Thanks any others :?: Some may not be available up here


----------



## little anth (Dec 12, 2007)

any 7'6 rod h or mh should work i like loomis


----------



## Nickk (Dec 12, 2007)

whoops! I forgot the lightbait part. I have a ML Shimano Crucial for light duty baitcasting. I think the Crucial is one of the best bang for the buck rods there are. These guys have them, take a look at the 6'6" M Dropshot rod

https://www.thefishinhole.com/

CRC-D66M
item # 3852198


forgot to mention, they're North of the Maple curtain in Saskatoon.... good?


----------



## jkbirocz (Dec 12, 2007)

I agree on the crucial, I have a spinning 7'2" med ex-fast dropshot rod and I love it. For $140 they are a deal. I also like st. croix a lot. Also look into Kistler. I have a magnesium ts 6'9" med hvy and it is an awesome all around casting rod. They are super light and strong.


----------



## sporty (Dec 13, 2007)

Thanks guys ; they have a 6'8" Crucial up hear . In an X fast series
Is that ok :?: Any other rods that you may suggest ???


----------



## Jim (Dec 13, 2007)

sporty said:


> Thanks guys ; they have a 6'8" Crucial up hear . In an X fast series
> Is that ok :?: Any other rods that you may suggest ???



That is an awesome rod! I have that same rod for spinning. But For pitching into the thick stuff it wont do.


----------



## BassAddict (Dec 13, 2007)

I have no Input on this thread but its an intresting read, I guess i should really venture out of my 6'6" rod size comfort zone and see what 7' footers plus have to offer


----------



## sporty (Dec 13, 2007)

The closest thing arould here offering light action is a Loomis IMX CR 721 3/16 - 1/2 weight . However it is only available in a light series.
I don't think it is strong enough getting pike etc. out of the weeds.?????


----------



## little anth (Dec 13, 2007)

i dont think so


----------



## SMDave (Dec 13, 2007)

sporty said:


> The closest thing arould here offering light action is a Loomis IMX CR 721 3/16 - 1/2 weight . However it is only available in a light series.
> I don't think it is strong enough getting pike etc. out of the weeds.?????

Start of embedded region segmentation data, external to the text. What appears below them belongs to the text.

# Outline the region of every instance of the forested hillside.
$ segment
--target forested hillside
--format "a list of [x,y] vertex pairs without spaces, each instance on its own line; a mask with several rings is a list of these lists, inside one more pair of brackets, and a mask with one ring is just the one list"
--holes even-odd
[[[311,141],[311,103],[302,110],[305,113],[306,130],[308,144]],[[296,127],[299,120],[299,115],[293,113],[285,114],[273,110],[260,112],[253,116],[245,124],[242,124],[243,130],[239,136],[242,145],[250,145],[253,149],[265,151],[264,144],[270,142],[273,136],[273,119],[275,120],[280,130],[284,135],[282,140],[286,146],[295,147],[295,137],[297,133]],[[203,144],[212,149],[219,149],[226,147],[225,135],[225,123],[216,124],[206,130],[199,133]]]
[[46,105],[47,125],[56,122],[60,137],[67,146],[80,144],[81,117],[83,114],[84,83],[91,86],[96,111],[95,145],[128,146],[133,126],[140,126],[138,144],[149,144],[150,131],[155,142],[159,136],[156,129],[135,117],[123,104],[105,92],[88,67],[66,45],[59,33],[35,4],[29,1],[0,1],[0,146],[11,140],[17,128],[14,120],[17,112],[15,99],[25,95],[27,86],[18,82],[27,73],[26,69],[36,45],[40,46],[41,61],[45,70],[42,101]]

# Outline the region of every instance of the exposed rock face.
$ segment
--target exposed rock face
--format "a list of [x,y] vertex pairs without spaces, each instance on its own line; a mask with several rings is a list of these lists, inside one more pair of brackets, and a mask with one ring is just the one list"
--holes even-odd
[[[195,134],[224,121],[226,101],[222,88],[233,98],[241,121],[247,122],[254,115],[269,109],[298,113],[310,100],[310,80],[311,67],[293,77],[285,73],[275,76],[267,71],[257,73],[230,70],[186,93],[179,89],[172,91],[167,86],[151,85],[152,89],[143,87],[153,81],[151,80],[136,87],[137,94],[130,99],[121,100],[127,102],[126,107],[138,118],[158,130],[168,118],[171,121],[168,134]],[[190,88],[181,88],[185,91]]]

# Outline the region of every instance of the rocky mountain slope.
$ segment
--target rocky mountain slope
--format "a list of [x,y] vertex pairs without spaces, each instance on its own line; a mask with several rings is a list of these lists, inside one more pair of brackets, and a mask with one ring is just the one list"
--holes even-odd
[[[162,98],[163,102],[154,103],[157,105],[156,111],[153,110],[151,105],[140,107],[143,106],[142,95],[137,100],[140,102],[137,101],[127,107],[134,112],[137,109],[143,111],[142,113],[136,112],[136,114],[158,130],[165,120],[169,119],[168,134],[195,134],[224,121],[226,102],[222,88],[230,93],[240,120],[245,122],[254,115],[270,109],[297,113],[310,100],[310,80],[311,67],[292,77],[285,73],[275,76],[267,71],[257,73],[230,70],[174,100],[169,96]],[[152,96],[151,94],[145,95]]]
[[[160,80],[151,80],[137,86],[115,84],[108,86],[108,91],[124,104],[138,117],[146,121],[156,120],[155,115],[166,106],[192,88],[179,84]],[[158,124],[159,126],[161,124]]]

How big are the pike? You'd be surprised what I've reeled in with light rods


----------



## sporty (Dec 13, 2007)

Confusing :? :? :? Pikes here max out at 12 lbs , but are very rare.
eyes up to 4-5 lbs if your lucky.


----------



## Captain Ahab (Dec 13, 2007)

No way would that rod handle a nasty Esox in the weeds - but it would be fun to try. I do not think it would be right for the pike lures and such that well either. You are probably better off with a slightly heavier rod, especially if you need to haul fish through the weeds.


----------